つまりは名乗ろうと、名乗るまいと、ランドセルを送ろうと、お金を送ろうと、そういう行動に人を動かした動機は間違いなくすばらしいものだけど、今回の件を見ていて、ただその動機がすばらしいことと、その動機からでた行動がすばらしいかということは別物で、そこを切り離さないといけないような気がしました。

そこさえしっかりわかっていたら、人は生きていく上で絶対に所作にも言動にも行動にもでるんだろうと思うし、なにをすればいいかではなくて、それを忘れさえしなければ、なにをしてもぶれることなく、どんな窮地に立たされてもしっかりと筋を外さずに現実を歩いて行けるのかもしれません。

今回の件で、いろんな分野の人と話をしたり、ツイートをみていて、発する人の数だけ答えがあって、経験の数だけ真実があるわけだから、いろんな意見がでるのは当然で、そもそもそんなものは収集なんかつかないし、収集がつかないまま、平行線のままで当然なんだと思います。

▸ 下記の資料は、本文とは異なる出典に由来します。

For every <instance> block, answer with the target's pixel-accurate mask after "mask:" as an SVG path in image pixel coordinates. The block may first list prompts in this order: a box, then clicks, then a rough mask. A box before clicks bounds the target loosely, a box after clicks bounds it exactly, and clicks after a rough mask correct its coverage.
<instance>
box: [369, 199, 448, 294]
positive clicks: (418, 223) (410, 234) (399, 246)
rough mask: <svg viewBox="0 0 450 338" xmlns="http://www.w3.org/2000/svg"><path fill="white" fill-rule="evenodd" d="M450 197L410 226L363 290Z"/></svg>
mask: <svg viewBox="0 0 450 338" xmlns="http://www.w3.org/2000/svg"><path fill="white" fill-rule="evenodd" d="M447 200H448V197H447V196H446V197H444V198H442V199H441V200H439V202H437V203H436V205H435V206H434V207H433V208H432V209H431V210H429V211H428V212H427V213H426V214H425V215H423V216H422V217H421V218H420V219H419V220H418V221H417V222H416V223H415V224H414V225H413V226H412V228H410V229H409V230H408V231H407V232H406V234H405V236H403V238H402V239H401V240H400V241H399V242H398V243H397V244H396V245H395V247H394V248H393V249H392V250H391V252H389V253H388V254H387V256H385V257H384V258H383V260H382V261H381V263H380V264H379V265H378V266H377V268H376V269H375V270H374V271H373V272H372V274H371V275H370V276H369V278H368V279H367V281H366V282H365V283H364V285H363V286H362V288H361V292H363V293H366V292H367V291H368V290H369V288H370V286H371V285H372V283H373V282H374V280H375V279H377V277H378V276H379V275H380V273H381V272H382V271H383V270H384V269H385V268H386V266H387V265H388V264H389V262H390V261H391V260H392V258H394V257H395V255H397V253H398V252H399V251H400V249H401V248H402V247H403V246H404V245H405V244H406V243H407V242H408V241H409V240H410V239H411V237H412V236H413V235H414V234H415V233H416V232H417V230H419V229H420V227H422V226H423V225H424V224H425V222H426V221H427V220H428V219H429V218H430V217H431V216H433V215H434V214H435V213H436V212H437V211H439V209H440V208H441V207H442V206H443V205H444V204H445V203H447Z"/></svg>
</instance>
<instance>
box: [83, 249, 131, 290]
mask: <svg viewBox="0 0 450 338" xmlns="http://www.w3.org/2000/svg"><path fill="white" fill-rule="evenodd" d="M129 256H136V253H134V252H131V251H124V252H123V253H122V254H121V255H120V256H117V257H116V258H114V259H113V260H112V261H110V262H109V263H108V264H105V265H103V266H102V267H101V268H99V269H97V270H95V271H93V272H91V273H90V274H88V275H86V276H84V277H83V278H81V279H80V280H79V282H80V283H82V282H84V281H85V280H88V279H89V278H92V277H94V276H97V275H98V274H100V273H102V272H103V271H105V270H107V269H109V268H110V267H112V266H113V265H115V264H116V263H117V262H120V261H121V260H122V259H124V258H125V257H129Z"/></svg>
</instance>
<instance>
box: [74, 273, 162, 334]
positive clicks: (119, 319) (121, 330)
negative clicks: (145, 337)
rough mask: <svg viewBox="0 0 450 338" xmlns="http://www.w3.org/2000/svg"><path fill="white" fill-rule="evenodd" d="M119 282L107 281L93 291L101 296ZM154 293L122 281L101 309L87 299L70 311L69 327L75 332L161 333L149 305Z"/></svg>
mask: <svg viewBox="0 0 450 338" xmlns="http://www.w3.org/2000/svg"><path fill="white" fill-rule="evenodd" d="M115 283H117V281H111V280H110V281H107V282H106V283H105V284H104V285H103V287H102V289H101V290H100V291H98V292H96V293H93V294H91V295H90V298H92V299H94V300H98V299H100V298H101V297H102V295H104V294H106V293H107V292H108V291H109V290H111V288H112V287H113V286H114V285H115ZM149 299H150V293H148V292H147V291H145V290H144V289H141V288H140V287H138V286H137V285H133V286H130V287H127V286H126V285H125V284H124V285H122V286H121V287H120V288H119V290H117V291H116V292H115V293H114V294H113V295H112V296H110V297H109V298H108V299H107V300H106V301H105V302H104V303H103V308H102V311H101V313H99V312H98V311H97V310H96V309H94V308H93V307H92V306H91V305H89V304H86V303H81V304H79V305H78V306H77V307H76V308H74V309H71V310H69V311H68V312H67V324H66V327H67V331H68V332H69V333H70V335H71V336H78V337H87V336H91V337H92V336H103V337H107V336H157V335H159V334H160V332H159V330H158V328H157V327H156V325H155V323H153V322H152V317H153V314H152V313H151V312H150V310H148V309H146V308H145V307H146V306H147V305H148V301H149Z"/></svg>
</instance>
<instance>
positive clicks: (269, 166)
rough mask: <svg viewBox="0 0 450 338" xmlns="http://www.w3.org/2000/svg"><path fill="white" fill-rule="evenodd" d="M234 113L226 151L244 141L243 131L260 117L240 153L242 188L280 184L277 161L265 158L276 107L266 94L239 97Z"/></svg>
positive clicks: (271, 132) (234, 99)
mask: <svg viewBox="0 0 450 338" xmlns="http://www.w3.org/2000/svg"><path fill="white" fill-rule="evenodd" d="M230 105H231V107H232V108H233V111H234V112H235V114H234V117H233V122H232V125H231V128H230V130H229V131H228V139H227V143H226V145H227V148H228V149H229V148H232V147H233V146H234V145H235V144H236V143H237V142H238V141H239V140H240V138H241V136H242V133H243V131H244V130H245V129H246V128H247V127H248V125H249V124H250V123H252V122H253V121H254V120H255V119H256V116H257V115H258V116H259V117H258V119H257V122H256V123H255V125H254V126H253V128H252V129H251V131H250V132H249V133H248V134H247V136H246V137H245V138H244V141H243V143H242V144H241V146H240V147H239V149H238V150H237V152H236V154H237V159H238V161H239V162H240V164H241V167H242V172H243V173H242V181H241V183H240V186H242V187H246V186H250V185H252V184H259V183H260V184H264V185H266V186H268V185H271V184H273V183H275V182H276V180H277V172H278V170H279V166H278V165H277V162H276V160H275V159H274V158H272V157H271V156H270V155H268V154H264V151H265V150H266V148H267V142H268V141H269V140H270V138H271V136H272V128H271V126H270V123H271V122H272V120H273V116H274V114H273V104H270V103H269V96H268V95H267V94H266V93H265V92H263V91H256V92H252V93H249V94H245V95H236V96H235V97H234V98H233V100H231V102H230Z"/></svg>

ただブームが去ればだれもそれ以上この議論をしないで、一過性に過ぎて、そんなこともあったねといって、また数年して同じようなことがおこれば、同じように自分の意見を主張しあうだけではもったいないなと感じます。

大事なのはそれぞれが感じたことを自分の中に落として、生活の中に、また生き方の中に反映していくことだと思いました。

それとネット社会になって、この膨大な情報の中にあぶり出しみたいに、人間っていうものが浮き彫りにされてる気がしました。